Francois-Marie Arouet, commonly known as Voltaire, was the greatest figure of the Enlightenment. Voltaire wrote, ”Philosophic Letters in the English” which displayed his admiration of England’s freedom and especially their religious tolerance. In his works he expressed an optimistic view of freedom. Although Voltaire was the most well known optimist of the Enlightenment, Diderot contributed a crucial factor to the era.

Denis Diderot was the son of a craftsman from eastern France. Diderot was an atheist who developed the first encyclopedia. His idea for an all knowledge volume of books proved that he was an important optimist of his time. As soon as the encyclopedia’s price dropped, it was available to everyone, spreading the thoughts of optimism and the Enlightenment further. Diderot was important, but so was Rousseau.

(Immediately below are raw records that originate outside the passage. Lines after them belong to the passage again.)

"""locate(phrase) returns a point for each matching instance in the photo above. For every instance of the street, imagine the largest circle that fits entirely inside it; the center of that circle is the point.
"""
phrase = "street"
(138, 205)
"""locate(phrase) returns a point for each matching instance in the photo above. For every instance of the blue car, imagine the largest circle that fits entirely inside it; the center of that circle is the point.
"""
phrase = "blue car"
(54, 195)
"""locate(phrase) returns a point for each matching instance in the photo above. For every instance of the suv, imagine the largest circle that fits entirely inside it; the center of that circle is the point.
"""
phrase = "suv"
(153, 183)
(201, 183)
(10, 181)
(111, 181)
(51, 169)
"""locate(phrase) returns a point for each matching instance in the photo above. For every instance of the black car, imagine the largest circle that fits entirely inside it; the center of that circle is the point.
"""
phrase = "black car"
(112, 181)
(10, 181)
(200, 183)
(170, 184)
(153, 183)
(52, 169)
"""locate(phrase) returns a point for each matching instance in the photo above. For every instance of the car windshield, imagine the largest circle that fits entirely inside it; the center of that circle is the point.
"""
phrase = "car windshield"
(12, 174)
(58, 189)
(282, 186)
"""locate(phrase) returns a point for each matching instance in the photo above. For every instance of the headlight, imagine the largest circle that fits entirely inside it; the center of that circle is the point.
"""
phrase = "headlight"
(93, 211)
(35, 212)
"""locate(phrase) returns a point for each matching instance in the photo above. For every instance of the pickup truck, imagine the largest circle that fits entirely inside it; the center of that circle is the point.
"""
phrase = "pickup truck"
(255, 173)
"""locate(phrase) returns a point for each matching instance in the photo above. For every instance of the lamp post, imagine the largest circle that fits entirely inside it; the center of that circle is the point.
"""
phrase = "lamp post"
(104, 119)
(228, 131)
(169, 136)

Jean-Jacques Rousseau believed in a government with little or no laws. He thought that when people had no laws that they knew right from wrong and were happier that way. Rousseau said this in his book, “Discourse on the origins of the Inequality of Mankind”. His want for everyone to be happy was a sign of his optimism.

Voltaire, Diderot, and Rousseau brought a multitude of optimistic ideas to the Enlightenment. The ideas of these three intelligent men shared a common goal. Voltaire wanted freedom for everyone, Diderot wrote an encyclopedia for the good of people, and Rousseau strove for a new kind of government to make the people happy.